Осколок выпал из круглой оправы.
Вместо Дыма-Леффлера перед Корнеем стоял Миша Бродский. Глаза однокашника были полны скорби и слез. По щеке сползала противная зеленоватая улитка плевка.
– Ты харкнул в меня, – удивленно сказал Миша. – Зачем, Корь?
– Прости.
Корней зажмурился и ударил. Кулак разнес голову призрака, словно она была отражением в воде. Птенцы прятались за шипами в ячейках, их плач – плач младенцев – сплетался с гулом космоса.
Корней шагнул к башне…
И очутился на площадке, возле скорчившегося ревущего монстра.
Кровь лилась из ран Корнея, сознание металось по волнам грядущей темноты, как хлипкое суденышко. В желудке шипел раскаленный металл.
«Оксана… – отрывисто подумал Корней. – Успеть…»
Химера уменьшилась в размерах и стремительно менялась. Как хамелеон меняет свой цвет, она перетекала из формы в форму, листала обличья. Она была хнычущим ребенком и взрослым мужчиной в костюме шестнадцатого века, рыцарем в серебряных доспехах и лебедем, прекрасной лошадью и скорпионом, рыбой и пучком стрел.
Корней собрал воедино мощь распирающего огня и направил его на корчащуюся многоликую тварь. Все, что было в нем, весь до капли свет вышел наружу.

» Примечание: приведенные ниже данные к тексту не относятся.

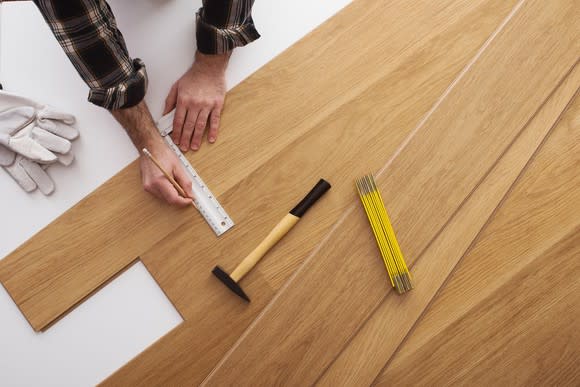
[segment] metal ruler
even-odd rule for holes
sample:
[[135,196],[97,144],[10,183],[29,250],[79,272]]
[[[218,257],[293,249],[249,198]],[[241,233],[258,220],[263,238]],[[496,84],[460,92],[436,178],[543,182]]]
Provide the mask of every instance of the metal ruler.
[[187,158],[181,153],[177,145],[173,143],[169,133],[173,130],[173,115],[171,112],[159,119],[157,127],[165,143],[177,155],[181,164],[185,167],[192,181],[193,202],[197,209],[209,224],[217,236],[222,235],[234,226],[234,221],[230,218],[224,208],[220,205],[216,197],[211,193],[207,185],[203,182],[199,174],[193,169]]

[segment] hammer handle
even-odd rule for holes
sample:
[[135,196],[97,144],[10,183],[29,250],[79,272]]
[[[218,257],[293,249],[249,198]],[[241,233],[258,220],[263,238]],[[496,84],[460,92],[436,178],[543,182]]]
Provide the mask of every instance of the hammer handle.
[[299,217],[286,214],[284,218],[270,231],[268,236],[260,242],[260,244],[250,253],[244,260],[236,267],[236,269],[230,274],[230,277],[238,282],[241,280],[256,264],[262,259],[262,257],[270,250],[280,239],[284,237],[294,227],[296,223],[300,220]]
[[330,184],[324,180],[320,179],[318,183],[310,190],[310,192],[294,207],[289,214],[287,214],[282,220],[270,231],[268,236],[264,238],[262,242],[252,251],[244,260],[236,267],[236,269],[230,274],[230,277],[238,282],[241,280],[256,264],[262,259],[262,257],[274,246],[284,235],[288,233],[294,227],[300,218],[308,211],[310,207],[318,199],[322,197],[330,189]]

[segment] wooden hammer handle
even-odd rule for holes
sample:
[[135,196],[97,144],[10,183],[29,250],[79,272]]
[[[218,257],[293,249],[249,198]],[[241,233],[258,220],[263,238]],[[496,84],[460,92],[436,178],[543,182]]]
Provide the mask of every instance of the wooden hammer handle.
[[230,277],[238,282],[241,280],[262,257],[274,246],[284,235],[294,227],[300,218],[330,189],[330,184],[320,179],[318,183],[308,192],[306,196],[287,214],[277,225],[270,231],[268,236],[260,242],[254,249],[230,274]]
[[280,239],[284,237],[300,220],[299,217],[287,214],[282,220],[270,231],[268,236],[236,267],[230,274],[230,277],[238,282],[241,280],[262,257],[270,250]]

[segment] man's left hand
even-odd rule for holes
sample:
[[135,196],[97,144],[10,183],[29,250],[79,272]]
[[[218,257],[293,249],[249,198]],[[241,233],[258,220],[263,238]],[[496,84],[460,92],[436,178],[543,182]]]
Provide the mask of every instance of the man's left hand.
[[191,68],[171,88],[163,114],[175,109],[171,138],[182,151],[198,150],[206,128],[208,141],[213,143],[217,139],[229,57],[230,53],[197,52]]

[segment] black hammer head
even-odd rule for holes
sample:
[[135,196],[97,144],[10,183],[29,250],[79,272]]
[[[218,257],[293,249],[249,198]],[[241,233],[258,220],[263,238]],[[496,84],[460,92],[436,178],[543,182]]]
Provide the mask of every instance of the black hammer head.
[[248,297],[246,295],[246,293],[244,293],[244,291],[242,290],[242,288],[240,287],[240,285],[238,285],[238,283],[236,281],[234,281],[232,279],[232,277],[230,277],[230,275],[225,272],[224,269],[222,269],[219,266],[216,266],[216,267],[213,268],[212,273],[220,281],[222,281],[228,288],[230,288],[230,290],[232,292],[236,293],[238,296],[242,297],[244,300],[250,302],[250,297]]

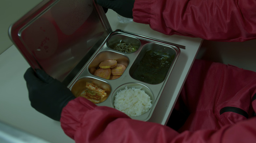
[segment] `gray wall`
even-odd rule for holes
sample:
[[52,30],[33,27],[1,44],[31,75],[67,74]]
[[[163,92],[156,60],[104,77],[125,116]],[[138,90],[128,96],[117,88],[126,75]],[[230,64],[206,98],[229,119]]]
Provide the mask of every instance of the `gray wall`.
[[256,72],[256,39],[233,42],[204,40],[197,58]]
[[0,54],[13,45],[8,36],[9,27],[42,0],[0,1]]

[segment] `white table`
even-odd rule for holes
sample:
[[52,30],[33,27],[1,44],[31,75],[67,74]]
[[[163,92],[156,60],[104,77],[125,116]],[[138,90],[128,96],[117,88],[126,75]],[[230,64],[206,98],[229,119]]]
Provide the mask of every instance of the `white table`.
[[[107,16],[112,29],[122,30],[186,46],[149,121],[165,125],[195,58],[203,40],[177,35],[167,36],[149,25],[132,22],[121,24],[116,13],[109,9]],[[29,65],[15,46],[0,55],[0,121],[21,129],[53,143],[75,142],[66,136],[59,122],[38,112],[30,105],[23,75]]]

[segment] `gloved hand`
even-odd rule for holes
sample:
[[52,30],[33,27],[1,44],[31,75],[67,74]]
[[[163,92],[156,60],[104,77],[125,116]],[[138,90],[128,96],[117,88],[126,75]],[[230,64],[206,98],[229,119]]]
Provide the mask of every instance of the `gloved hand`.
[[31,106],[39,112],[59,121],[62,108],[75,98],[71,91],[43,71],[32,68],[24,74]]
[[124,17],[133,18],[133,8],[135,0],[96,0],[99,5],[113,9]]

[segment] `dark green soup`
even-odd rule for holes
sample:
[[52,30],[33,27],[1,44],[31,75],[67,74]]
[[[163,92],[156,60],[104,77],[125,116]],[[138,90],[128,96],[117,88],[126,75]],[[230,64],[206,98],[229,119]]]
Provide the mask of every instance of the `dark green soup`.
[[152,50],[148,51],[132,77],[149,84],[159,84],[165,78],[175,56]]

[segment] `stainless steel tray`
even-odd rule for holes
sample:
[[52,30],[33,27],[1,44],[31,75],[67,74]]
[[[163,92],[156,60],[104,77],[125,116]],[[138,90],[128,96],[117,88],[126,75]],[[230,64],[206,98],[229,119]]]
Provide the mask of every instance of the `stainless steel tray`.
[[[121,40],[137,45],[138,50],[134,53],[125,53],[113,50],[109,47],[112,43],[115,42],[113,41],[118,42]],[[144,54],[150,50],[168,53],[174,56],[173,60],[165,78],[160,83],[154,84],[135,79],[131,76]],[[150,97],[152,106],[146,113],[131,117],[134,119],[147,121],[152,115],[180,53],[179,48],[171,43],[124,31],[114,31],[109,35],[68,87],[75,95],[84,88],[86,82],[94,83],[106,90],[108,96],[106,100],[97,105],[112,108],[114,108],[113,102],[117,91],[124,89],[126,86],[128,88],[141,87],[141,89]],[[112,80],[94,75],[93,72],[99,63],[109,59],[116,59],[118,63],[126,67],[123,74],[119,78]]]

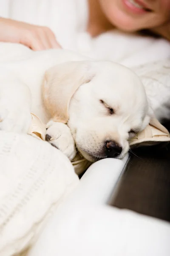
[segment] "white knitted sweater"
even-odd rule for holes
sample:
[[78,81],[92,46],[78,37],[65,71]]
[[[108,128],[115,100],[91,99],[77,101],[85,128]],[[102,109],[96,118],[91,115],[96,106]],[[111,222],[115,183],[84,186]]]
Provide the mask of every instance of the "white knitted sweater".
[[0,255],[9,256],[30,246],[79,180],[48,143],[2,131],[0,141]]

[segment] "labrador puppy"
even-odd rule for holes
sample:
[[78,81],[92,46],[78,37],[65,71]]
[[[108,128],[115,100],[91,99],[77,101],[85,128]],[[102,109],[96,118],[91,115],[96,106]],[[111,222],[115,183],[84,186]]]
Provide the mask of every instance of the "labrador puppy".
[[129,69],[62,49],[33,52],[0,44],[0,129],[27,133],[30,112],[46,140],[71,160],[123,157],[152,117],[144,88]]

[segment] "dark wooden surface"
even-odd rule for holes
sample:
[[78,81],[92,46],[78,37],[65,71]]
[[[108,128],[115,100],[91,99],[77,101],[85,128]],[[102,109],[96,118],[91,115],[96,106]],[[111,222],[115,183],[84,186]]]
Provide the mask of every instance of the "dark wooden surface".
[[134,153],[110,204],[170,221],[170,144]]

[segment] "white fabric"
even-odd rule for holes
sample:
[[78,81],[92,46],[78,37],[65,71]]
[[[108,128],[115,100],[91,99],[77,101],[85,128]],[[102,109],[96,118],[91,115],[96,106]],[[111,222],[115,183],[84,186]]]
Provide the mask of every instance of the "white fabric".
[[67,158],[30,135],[0,132],[0,255],[30,246],[79,183]]
[[87,0],[1,0],[0,16],[49,26],[65,49],[128,67],[170,57],[163,39],[113,31],[91,38],[85,32]]
[[169,223],[106,205],[126,160],[91,166],[28,256],[169,256]]
[[[0,16],[48,26],[64,48],[129,67],[170,57],[170,44],[162,39],[116,31],[91,38],[85,32],[88,16],[86,0],[1,0]],[[4,191],[0,195],[0,205],[14,195],[15,186],[19,186],[20,195],[17,200],[13,197],[10,202],[14,204],[9,204],[9,208],[3,207],[0,212],[3,214],[0,217],[1,224],[6,224],[6,220],[8,221],[4,229],[0,226],[0,255],[10,256],[33,242],[37,237],[35,233],[40,233],[40,223],[43,223],[42,219],[45,220],[53,204],[57,208],[59,198],[65,195],[65,189],[67,187],[67,194],[79,181],[66,158],[47,143],[28,136],[3,132],[0,133],[0,184]],[[112,189],[111,182],[116,183],[123,168],[124,165],[117,161],[120,169],[118,162],[113,160],[106,160],[91,166],[75,190],[76,196],[72,194],[60,211],[54,211],[54,218],[29,256],[170,255],[167,241],[169,224],[100,204],[100,200],[104,203],[108,199]],[[33,162],[36,171],[32,176],[32,172],[30,174]],[[48,166],[50,167],[46,168]],[[115,168],[115,177],[112,176]],[[98,170],[103,178],[107,173],[105,183],[97,176]],[[34,190],[33,197],[27,198],[26,202],[22,201],[32,186],[34,187],[34,178],[37,182],[39,180],[38,184],[42,186]],[[22,179],[26,182],[23,187],[23,182],[20,183]],[[96,181],[96,189],[91,190]],[[20,190],[20,186],[23,190]],[[2,191],[1,189],[1,193]],[[79,192],[81,198],[77,196]],[[91,198],[91,195],[94,197]],[[81,207],[76,198],[79,202],[81,201]],[[90,207],[88,198],[91,204],[96,202],[100,205]],[[86,204],[83,209],[84,201]],[[22,207],[18,207],[21,205]],[[13,209],[20,211],[12,215]],[[8,219],[10,215],[13,218]]]

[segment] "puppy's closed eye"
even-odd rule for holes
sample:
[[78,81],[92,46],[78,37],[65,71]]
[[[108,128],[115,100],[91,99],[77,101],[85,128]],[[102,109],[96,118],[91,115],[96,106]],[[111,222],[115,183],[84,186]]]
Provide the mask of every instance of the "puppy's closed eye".
[[113,115],[115,113],[114,109],[109,106],[104,100],[100,99],[100,102],[107,109],[110,115]]
[[136,132],[135,131],[133,130],[130,130],[128,132],[129,138],[133,138],[136,134]]

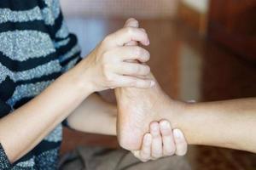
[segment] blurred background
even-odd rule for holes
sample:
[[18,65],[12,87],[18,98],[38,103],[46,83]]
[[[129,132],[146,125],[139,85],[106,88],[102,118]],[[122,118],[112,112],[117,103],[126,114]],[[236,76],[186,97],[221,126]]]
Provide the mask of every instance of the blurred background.
[[[150,37],[148,65],[173,99],[213,101],[256,97],[255,0],[61,0],[83,56],[129,17]],[[114,102],[111,92],[102,95]],[[253,132],[252,132],[253,133]],[[77,145],[118,148],[115,137],[65,129],[61,153]],[[193,146],[192,169],[256,169],[253,154]]]

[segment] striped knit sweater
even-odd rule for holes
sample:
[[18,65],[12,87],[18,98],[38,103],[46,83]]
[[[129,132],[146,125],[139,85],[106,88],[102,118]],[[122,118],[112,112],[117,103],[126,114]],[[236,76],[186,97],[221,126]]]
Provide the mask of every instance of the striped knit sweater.
[[[0,118],[80,60],[77,38],[63,21],[58,0],[1,0]],[[60,124],[13,165],[0,144],[0,169],[56,169],[61,139]]]

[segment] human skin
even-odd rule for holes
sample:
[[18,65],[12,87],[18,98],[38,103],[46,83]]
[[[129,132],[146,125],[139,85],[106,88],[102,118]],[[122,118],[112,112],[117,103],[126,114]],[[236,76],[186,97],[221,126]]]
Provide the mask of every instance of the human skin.
[[131,40],[148,44],[148,35],[138,28],[121,29],[108,36],[85,60],[43,93],[1,118],[0,141],[10,162],[34,148],[90,94],[116,87],[152,86],[151,80],[138,78],[148,74],[148,66],[125,62],[149,60],[143,48],[123,47]]
[[122,147],[137,150],[150,122],[166,119],[184,133],[189,144],[256,152],[256,133],[252,133],[256,129],[255,98],[187,104],[167,96],[152,73],[148,78],[156,82],[152,88],[115,89]]
[[[150,89],[119,88],[118,135],[122,147],[136,150],[152,121],[168,120],[188,144],[256,153],[256,98],[187,104]],[[135,107],[133,107],[136,105]]]
[[[71,128],[80,132],[116,135],[116,105],[94,94],[84,99],[67,120]],[[175,148],[170,144],[173,142]],[[175,153],[172,150],[176,150]],[[187,152],[187,143],[182,132],[172,130],[170,122],[162,120],[150,123],[140,150],[131,151],[142,162],[147,162],[172,155],[183,156]]]

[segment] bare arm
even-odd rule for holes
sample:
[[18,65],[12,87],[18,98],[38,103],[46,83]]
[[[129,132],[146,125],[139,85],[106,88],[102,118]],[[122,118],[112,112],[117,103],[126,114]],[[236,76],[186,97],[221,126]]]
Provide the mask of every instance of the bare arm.
[[77,73],[73,70],[61,76],[40,95],[0,120],[0,141],[11,162],[37,145],[90,94],[80,86]]
[[125,62],[149,60],[148,52],[143,48],[123,47],[131,39],[148,45],[147,33],[140,29],[121,29],[110,34],[75,68],[0,120],[0,142],[11,162],[37,145],[91,93],[117,87],[152,86],[152,80],[138,77],[148,74],[147,65]]
[[78,131],[116,135],[116,116],[115,105],[93,94],[67,117],[67,122]]
[[189,144],[256,153],[256,98],[182,105],[178,113],[165,115]]

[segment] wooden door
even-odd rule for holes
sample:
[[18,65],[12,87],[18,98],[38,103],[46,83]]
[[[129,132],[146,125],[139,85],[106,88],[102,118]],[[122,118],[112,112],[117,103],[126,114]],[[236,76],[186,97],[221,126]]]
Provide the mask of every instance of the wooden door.
[[211,39],[256,60],[256,0],[212,0],[208,26]]

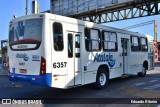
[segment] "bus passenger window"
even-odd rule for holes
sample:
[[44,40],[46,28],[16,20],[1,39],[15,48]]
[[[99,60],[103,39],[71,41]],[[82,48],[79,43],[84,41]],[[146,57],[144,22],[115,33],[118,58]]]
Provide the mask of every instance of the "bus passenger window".
[[115,32],[103,31],[103,49],[117,51],[117,34]]
[[53,37],[54,37],[54,49],[56,51],[62,51],[63,45],[63,28],[61,23],[55,22],[53,24]]
[[68,34],[68,58],[73,57],[73,35]]
[[141,38],[141,51],[147,51],[148,46],[147,46],[147,38]]
[[101,49],[100,31],[98,29],[85,28],[85,46],[87,51],[99,51]]
[[139,38],[136,36],[131,36],[131,50],[139,51]]

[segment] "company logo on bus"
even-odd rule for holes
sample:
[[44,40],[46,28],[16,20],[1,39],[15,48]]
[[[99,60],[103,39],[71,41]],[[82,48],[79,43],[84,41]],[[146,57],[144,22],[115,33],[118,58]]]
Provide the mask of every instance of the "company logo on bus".
[[29,57],[25,53],[24,54],[17,54],[16,58],[22,58],[22,59],[24,59],[24,61],[28,61],[29,60]]
[[113,59],[113,55],[109,54],[98,54],[96,53],[94,57],[94,62],[108,62],[108,65],[112,68],[115,65],[115,59]]

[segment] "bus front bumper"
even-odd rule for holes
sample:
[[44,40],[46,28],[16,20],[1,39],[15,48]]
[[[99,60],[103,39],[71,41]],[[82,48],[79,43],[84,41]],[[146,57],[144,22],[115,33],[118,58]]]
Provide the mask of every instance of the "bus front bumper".
[[35,76],[35,75],[21,75],[15,73],[8,73],[10,81],[21,81],[21,82],[29,82],[37,85],[44,85],[51,87],[52,85],[52,74],[47,73],[43,76]]

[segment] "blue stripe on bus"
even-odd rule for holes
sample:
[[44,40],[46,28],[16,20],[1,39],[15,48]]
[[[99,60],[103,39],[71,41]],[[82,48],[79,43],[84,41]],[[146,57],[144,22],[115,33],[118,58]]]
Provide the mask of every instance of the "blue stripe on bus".
[[[47,73],[43,76],[31,76],[31,75],[21,75],[21,74],[14,74],[9,73],[9,80],[10,81],[22,81],[22,82],[29,82],[32,84],[37,85],[44,85],[44,86],[52,86],[52,74]],[[36,80],[35,80],[36,79]]]

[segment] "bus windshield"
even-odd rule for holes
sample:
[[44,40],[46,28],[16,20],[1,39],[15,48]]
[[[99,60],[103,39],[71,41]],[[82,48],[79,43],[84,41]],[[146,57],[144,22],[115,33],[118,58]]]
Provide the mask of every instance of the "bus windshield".
[[9,45],[12,50],[38,49],[42,40],[42,19],[28,19],[10,24]]

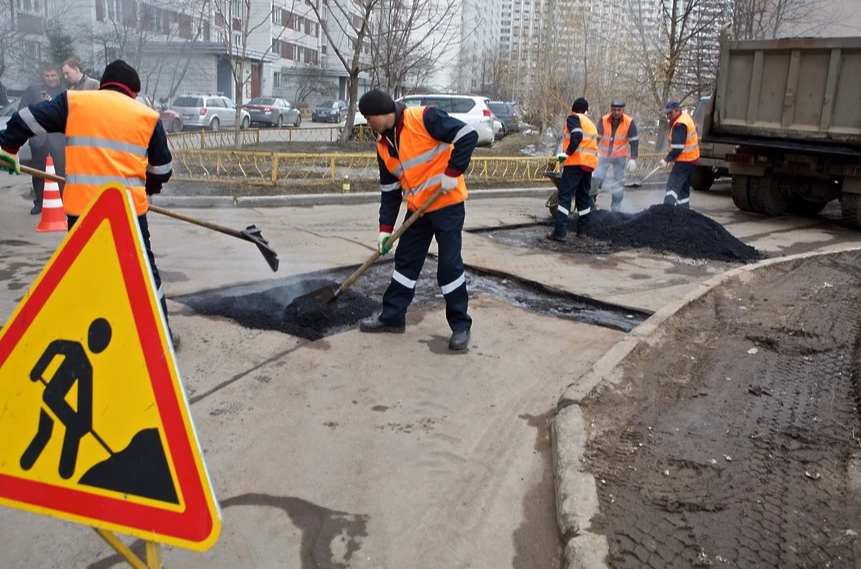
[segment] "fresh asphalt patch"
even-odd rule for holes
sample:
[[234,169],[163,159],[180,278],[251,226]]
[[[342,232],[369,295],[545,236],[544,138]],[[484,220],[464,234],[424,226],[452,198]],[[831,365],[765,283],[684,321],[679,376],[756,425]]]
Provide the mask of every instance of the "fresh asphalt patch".
[[[328,310],[302,310],[302,302],[296,299],[324,286],[337,288],[355,267],[206,290],[172,297],[172,300],[189,306],[197,314],[228,318],[246,328],[276,330],[318,340],[379,314],[383,293],[391,282],[392,268],[390,261],[377,263]],[[436,282],[436,270],[436,260],[428,257],[410,310],[443,308],[445,300]],[[508,275],[467,269],[466,281],[471,295],[487,295],[540,314],[624,332],[632,330],[651,314],[548,289]]]

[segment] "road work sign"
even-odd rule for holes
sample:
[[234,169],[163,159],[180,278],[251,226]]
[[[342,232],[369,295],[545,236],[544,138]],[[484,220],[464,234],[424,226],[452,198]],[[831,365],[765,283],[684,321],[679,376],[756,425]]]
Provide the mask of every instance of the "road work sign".
[[203,550],[221,512],[137,220],[102,189],[0,331],[0,504]]

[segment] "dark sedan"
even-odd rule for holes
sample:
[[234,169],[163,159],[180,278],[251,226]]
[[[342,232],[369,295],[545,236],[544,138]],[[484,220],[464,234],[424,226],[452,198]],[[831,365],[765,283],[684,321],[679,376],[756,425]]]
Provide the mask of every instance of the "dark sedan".
[[288,124],[302,124],[302,113],[284,99],[257,97],[242,105],[242,108],[251,115],[251,124],[266,124],[279,128]]

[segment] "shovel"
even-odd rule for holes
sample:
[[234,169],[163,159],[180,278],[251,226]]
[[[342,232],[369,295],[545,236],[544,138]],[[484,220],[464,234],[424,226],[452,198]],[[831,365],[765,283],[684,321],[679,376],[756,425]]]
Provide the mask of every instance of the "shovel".
[[[436,199],[442,195],[442,186],[437,188],[437,190],[431,194],[428,200],[423,203],[411,216],[409,216],[406,221],[404,221],[400,227],[398,227],[394,233],[392,233],[391,237],[386,240],[386,245],[392,245],[395,241],[397,241],[404,232],[410,228],[410,226],[415,223],[415,221],[422,216],[422,214],[431,206],[431,204],[436,201]],[[344,294],[347,289],[353,286],[359,277],[365,274],[365,272],[374,264],[374,262],[380,257],[381,253],[379,249],[376,249],[374,253],[368,257],[368,260],[365,263],[356,269],[356,271],[350,275],[344,284],[338,287],[337,290],[332,285],[326,285],[323,288],[319,288],[315,291],[309,292],[307,294],[303,294],[302,296],[297,297],[291,304],[296,304],[297,309],[301,311],[313,310],[315,305],[323,305],[328,307],[329,310],[333,310],[335,308],[335,301]],[[307,316],[307,315],[305,315]]]
[[657,166],[655,166],[654,170],[652,170],[651,172],[649,172],[648,174],[643,176],[642,180],[640,180],[639,182],[628,182],[625,184],[625,187],[626,188],[639,188],[640,186],[642,186],[646,182],[646,180],[651,178],[661,168],[662,168],[661,164],[658,164]]
[[[62,176],[57,176],[56,174],[49,174],[41,170],[36,170],[35,168],[30,168],[29,166],[22,165],[21,172],[29,174],[31,176],[35,176],[37,178],[51,180],[52,182],[65,183],[66,181],[65,178],[63,178]],[[188,217],[187,215],[182,215],[181,213],[176,213],[169,209],[164,209],[163,207],[151,205],[149,206],[149,209],[160,215],[166,215],[167,217],[172,217],[174,219],[179,219],[181,221],[192,223],[194,225],[199,225],[200,227],[205,227],[213,231],[218,231],[219,233],[224,233],[225,235],[230,235],[231,237],[236,237],[237,239],[242,239],[243,241],[250,241],[251,243],[254,243],[254,245],[263,255],[263,258],[269,264],[269,267],[272,268],[272,272],[278,270],[278,253],[276,253],[275,250],[269,246],[269,241],[263,238],[263,234],[260,232],[260,228],[256,225],[249,225],[245,229],[237,231],[236,229],[216,225],[215,223],[210,223],[202,219]]]

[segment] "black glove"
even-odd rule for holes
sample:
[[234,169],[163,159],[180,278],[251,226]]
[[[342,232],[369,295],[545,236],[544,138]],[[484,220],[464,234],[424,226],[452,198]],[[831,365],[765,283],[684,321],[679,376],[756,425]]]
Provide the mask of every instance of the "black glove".
[[146,195],[148,196],[161,193],[161,182],[147,180],[146,186],[144,187],[146,189]]

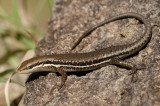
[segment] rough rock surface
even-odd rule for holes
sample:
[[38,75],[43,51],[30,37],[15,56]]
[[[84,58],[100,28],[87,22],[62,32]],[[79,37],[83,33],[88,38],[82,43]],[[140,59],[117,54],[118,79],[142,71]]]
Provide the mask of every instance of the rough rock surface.
[[[28,106],[158,106],[160,105],[160,0],[55,0],[48,32],[36,48],[37,55],[66,53],[84,31],[112,16],[136,12],[150,19],[152,39],[139,53],[125,59],[138,70],[130,81],[129,70],[108,65],[89,72],[67,73],[65,86],[58,91],[61,76],[34,73],[26,82]],[[135,19],[123,19],[95,30],[72,52],[88,52],[110,45],[132,43],[143,34]]]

Лунное Дитя завопило от ужаса. Стена белого пламени обрушилась, испепеляя осклизлую плоть. Чудовищный силуэт – тень вепря – замер на мгновение в воздухе и взорвался брызгами серебра.
Корней упал на площадку, лицом вниз.
Жизнь уходила толчками.
Свет, выполнив миссию, покинул умирающее тело.
Каждую ночь на протяжении двадцати семи лет Корней погружался в темноту без образов и красок.
А в той, непоправимой темноте увидит ли он сны?
Хотя бы один сон?
Корней опустил веки – чтобы проверить.
Сердце остановилось.
7.1
В конце концов у Радека Адамова появился свой корабль. Не такой роскошный, как было обещано, зато маневренный и быстроходный, – незаменимые качества в трудные для флота времена. Боевой крейсер бороздил просторы Атлантического океана, направляясь к побережью Южной Америки. Его палубы были отдраены, флаги подняты, а торпеды готовы отражать любую атаку. Лучшие артиллеристы, опытнейшие моряки служили под командованием Адамова.
Однако тревога поедала капитана. Дурное предчувствие, сладенький запашок гнильцы.
Над крейсером сгущались тучи. Их не разгонял ни томящийся в трюме гарем, состоящий из повернутых на сексе нимфеток; ни командированный из парижского ресторана L‘Arpиge повар.
Адамова настораживала его собственная команда. То, как матросы застывают вдруг и смотрят на капитанский мостик немигающими рыбьими глазами. Облизывают губы в язвах и говорят на неведомых языках.